Programming is at the heart of automation. Almost any task that soldiers repeatedly do on a computer can be programmed for automatic execution. Microsoft products are integrated into most DoD workflows so general programming fundamentals should include specific applications on those platforms and bias towards programming languages like Windows PowerShell and Python.
Data science is a combination of sub-disciplines and features like statistics, algorithms, and information theory—think Moneyball with bombs and bullets. Data science exploits data to drive better decision making, from planning battlefield logistics to improving the precision of targeting efforts. As the volume and granularity of data continues to increase, mining and managing it for insights would allow our soldiers to gain a dominant advantage over the enemy.
Networking allows soldiers to understand the connections between digital infrastructure—computers, smartphones, satellites, and even vehicles and a range of other increasingly connected platforms. Network training enhances data collection and sharing while decreasing the risk of losing or disclosing data, thereby optimizing digital systems. Soldiers with network training are better positioned to deploy electronic warfare countermeasures preventing rivals from discovering digital signatures that can be used for mapping or targeting, like Russian forces have done in Ukraine.

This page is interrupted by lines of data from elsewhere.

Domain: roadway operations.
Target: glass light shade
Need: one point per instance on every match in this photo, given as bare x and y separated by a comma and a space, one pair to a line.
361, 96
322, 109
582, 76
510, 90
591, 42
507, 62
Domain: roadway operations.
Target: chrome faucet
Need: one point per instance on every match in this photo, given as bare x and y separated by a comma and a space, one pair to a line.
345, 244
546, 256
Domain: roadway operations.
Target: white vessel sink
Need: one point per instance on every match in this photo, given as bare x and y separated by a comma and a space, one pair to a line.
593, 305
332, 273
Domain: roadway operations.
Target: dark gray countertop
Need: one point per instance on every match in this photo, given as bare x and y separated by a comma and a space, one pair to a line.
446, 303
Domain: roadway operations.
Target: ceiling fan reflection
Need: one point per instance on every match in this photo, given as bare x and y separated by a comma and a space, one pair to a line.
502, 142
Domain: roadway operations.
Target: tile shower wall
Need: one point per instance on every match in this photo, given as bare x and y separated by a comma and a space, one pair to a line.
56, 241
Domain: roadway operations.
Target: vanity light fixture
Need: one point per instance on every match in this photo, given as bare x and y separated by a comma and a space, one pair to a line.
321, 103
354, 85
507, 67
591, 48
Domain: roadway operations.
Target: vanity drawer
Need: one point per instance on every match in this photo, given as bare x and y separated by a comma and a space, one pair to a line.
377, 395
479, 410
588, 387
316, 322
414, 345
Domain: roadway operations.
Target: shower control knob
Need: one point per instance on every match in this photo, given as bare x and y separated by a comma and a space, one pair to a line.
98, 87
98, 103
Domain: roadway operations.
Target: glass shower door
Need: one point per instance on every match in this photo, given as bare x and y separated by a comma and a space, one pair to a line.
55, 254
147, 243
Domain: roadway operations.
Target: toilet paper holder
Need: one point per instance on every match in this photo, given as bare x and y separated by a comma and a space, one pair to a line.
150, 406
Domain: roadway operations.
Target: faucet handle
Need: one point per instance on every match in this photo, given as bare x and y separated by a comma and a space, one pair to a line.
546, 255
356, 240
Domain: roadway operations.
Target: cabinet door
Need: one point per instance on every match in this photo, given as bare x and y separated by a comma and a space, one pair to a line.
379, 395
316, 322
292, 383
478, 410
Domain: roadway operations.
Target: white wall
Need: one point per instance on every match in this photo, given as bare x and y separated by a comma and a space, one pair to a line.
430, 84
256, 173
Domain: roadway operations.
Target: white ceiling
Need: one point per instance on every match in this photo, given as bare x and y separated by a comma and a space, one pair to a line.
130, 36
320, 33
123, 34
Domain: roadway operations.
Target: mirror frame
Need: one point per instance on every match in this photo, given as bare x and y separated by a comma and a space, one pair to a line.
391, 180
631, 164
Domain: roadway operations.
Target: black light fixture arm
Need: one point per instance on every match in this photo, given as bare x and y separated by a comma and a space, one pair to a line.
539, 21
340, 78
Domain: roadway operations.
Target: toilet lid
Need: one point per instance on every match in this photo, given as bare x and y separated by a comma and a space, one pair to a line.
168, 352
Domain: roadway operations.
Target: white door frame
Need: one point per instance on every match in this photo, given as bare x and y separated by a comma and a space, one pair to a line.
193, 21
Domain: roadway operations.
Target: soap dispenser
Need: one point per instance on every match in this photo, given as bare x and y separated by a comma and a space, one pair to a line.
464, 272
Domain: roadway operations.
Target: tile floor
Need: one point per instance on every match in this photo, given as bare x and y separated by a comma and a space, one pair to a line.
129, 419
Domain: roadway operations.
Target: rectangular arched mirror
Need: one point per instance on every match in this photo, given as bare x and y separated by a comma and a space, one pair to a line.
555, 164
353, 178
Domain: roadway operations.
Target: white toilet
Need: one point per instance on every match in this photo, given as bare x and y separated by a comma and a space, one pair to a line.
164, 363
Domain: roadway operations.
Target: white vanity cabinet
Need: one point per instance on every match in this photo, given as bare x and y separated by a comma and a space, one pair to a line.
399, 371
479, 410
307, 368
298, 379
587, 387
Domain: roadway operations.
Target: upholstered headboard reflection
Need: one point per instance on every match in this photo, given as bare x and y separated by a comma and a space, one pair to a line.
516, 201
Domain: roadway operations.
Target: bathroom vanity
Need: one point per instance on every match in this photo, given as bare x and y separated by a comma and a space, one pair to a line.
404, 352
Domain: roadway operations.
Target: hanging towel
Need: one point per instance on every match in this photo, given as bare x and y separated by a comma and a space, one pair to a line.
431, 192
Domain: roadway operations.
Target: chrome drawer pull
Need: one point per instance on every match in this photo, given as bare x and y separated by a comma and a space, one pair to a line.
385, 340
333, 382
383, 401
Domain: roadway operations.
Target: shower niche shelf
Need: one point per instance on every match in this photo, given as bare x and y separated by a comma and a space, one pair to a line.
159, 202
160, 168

Cybersecurity training allows soldiers to defend networks, which is increasingly vital as data collections and operational capabilities become more central to combat operations. As computer competence increases, the value of targeting these tools becomes a higher priority for rivals. Russian cyber operations in Ukraine demonstrate the need for soldiers to understand how to thrive on the digital battlefield. When the enemy does compromise networks, cybersecurity training allows soldiers to react effectively to ensure breaches do not become catastrophes.
Computers are Weapon Systems
While cyber operations are still in their military infancy, the need for soldiers to leverage computers grows daily. Tactical units harnessing the existing capability of their computers can apply agile solutions to close existing capability gaps, tackle battlefield challenges, and outmaneuver the enemy.
Empowering soldiers outside the few branches typically associated with computer skills would allow existing experts to pursue more complex challenges. Programs that expand digital talent pools would enable other government cyber initiatives by boosting the number of experienced DoD programmers. The result would be an agile Army equipped to outmaneuver near-peer rivals in an era where technology very much dictates operational success.
Capt. James Long is an Army infantry officer, MD5 Innovation Fellow, and experienced tactical innovator. He currently serves as an operations officer with United Nations Command Security Battalion–Joint Security Area. The views expressed are those of the author and do not reflect the official position of the United States Military Academy, Department of the Army, or Department of Defense.